The victim crumpled into his attacker’s arms, as they are wont to do; at which point Heksr, fatherly almost, enveloped Gwindrom, clutched his bare back, eased him slow yet all-too-surely unto good death. Brenon’s heart dropped; from the place he stood, he couldn’t see quite what the old man did to him—a belly-stroke of some kind, doubtless—but it made his dear lord shiver, made his limbs twitch and his tongue stick out. The prince’s mouth hung open; he was moaning, drooling, and his penis drooled too, dripping long, thin strings of silver exudate. The boy’s spine, stretched across the ground now, arched tight in a violent spasm, laying bare for Brenon’s eager eyes the bad wound Heksr’d carved there: Gwindrom’s small bowel, pale, greasy, was erupting vigorously from a gash beneath his naked navel. Sword still gripped, he pressed his free hand to the organ bulging from his waist, but couldn’t stop it spilling out across his crotch. His youthful strength now spent, he chuckled slightly, watched helpless as the victor shoved one sandaled foot upon his penis, pressed his weight and forced the semen out—His last, best seed, his lover thought—then perished.

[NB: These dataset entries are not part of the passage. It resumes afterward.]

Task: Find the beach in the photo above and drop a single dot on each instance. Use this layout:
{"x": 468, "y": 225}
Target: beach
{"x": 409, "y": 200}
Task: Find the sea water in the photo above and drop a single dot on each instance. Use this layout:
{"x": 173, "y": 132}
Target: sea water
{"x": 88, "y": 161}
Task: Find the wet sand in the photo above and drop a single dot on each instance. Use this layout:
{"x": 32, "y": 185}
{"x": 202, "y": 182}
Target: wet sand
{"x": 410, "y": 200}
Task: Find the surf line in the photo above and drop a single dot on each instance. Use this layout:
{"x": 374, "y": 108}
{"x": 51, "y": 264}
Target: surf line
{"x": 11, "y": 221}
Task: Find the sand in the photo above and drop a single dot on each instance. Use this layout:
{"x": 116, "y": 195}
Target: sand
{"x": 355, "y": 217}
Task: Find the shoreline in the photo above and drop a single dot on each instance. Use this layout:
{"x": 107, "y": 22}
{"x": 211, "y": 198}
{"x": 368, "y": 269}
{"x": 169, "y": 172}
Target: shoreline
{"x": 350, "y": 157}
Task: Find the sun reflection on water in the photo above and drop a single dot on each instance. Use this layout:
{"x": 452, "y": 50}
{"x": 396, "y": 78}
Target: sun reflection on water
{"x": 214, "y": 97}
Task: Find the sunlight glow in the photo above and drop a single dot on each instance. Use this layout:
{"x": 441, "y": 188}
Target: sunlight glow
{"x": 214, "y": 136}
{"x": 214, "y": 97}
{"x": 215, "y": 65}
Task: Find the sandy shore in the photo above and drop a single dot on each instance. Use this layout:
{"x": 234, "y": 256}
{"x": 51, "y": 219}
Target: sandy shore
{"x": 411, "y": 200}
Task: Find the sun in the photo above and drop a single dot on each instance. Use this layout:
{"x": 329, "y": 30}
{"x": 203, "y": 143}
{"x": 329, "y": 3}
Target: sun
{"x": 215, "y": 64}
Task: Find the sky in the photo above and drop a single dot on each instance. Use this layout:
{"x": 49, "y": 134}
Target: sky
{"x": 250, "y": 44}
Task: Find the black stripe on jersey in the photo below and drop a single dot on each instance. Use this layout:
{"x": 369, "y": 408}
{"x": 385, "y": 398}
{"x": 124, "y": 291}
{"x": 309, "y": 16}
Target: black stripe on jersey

“Well then,” Brenon muttered. There was naught for proper troops to do, of course, but fall upon their swords at witnessing a scene so sad and beautiful as this, and Gwindrom’s troops were nothing if not proper. Back then, it was customary for the servants of a fighting man to follow swiftly in their slain lord’s wake; an honorable, admirable act, and those who’d witnessed then their prince expire had no fear of it. The eyes of Heksr’s soldiers full upon them, Brenon and the others, stripping armor like their lord before them, stretched their naked bellies to the blade—

Hunghf—

Arghk—

Hraghk—

Urghk—

—and plunged. Some, lovers mainly, shared a last embrace and ran each other through; still others, friendly rivals to the end, knelt opposite each other, smirked and offered dead-set, goading gazes, daring one another to keep going, cutting, bearing it, until the stinking, curdled mess of all their courage piled up between their bare thighs like a badge of triumph, gory though it be. Most did the deed alone, for death is ultimately solitary: sweating, snarling through their gritted, bared teeth, naked muscles glistening and popping from the stress—but what a prize, oh what a prize, men! How their eyes shone when it showed itself; how beautiful their voices as they sang out wordless last prayers, bellowing to gods...

It hurt bad; Brenon had expected this, of course, but agony is difficult to know before one undergoes it firsthand. He’d imagined something like a lightning bolt—bright, sudden—or a mighty, well-aimed arrow through the middle... only these too had no basis in experience. The real thing was hard to bear, and all the more so for the fact he forced it on himself. “My guts,” he suddenly exclaimed, and as he spoke those words he realized that they had started to escape, the tender pink loops of his vitals slipping from the neat cut. Dropping on his knees, he leaned far forward, let his hairy, opened stomach hang above the damp earth. One hand tight around his swordhilt and the other arm preventing him from falling in the dirt, he lowed deep, long, and let his head drop, watching upside down his own ripe, slippery intestines sag. A sad thought—that he’d never feel the tight, wet, secret pleasure of his lord inside of him again—weighed suddenly and heavily upon his stricken mind... but at the selfsame time, despite the overwhelming pain, a pleasure grander than he’d ever known enveloped him. “Urnghf—I’m—c-coming—Gwin!” he grunted, and the steaming pile he’d deposited grew silvery with fresh seed, sprung unbidden from his hard, red prick.

The warlord Heksr and his men were awed indeed—they’d won the war it seemed, but something finer still and braver yet by far had been awarded those who lay now, guts bared, stomachs gaped wide for the blue above. They buried them—Lord Gwindrom, Brenon and the other belly-butchered soldiers of his retinue—and from that day Vergallunt, nevermore a field good, was Hagrwodt.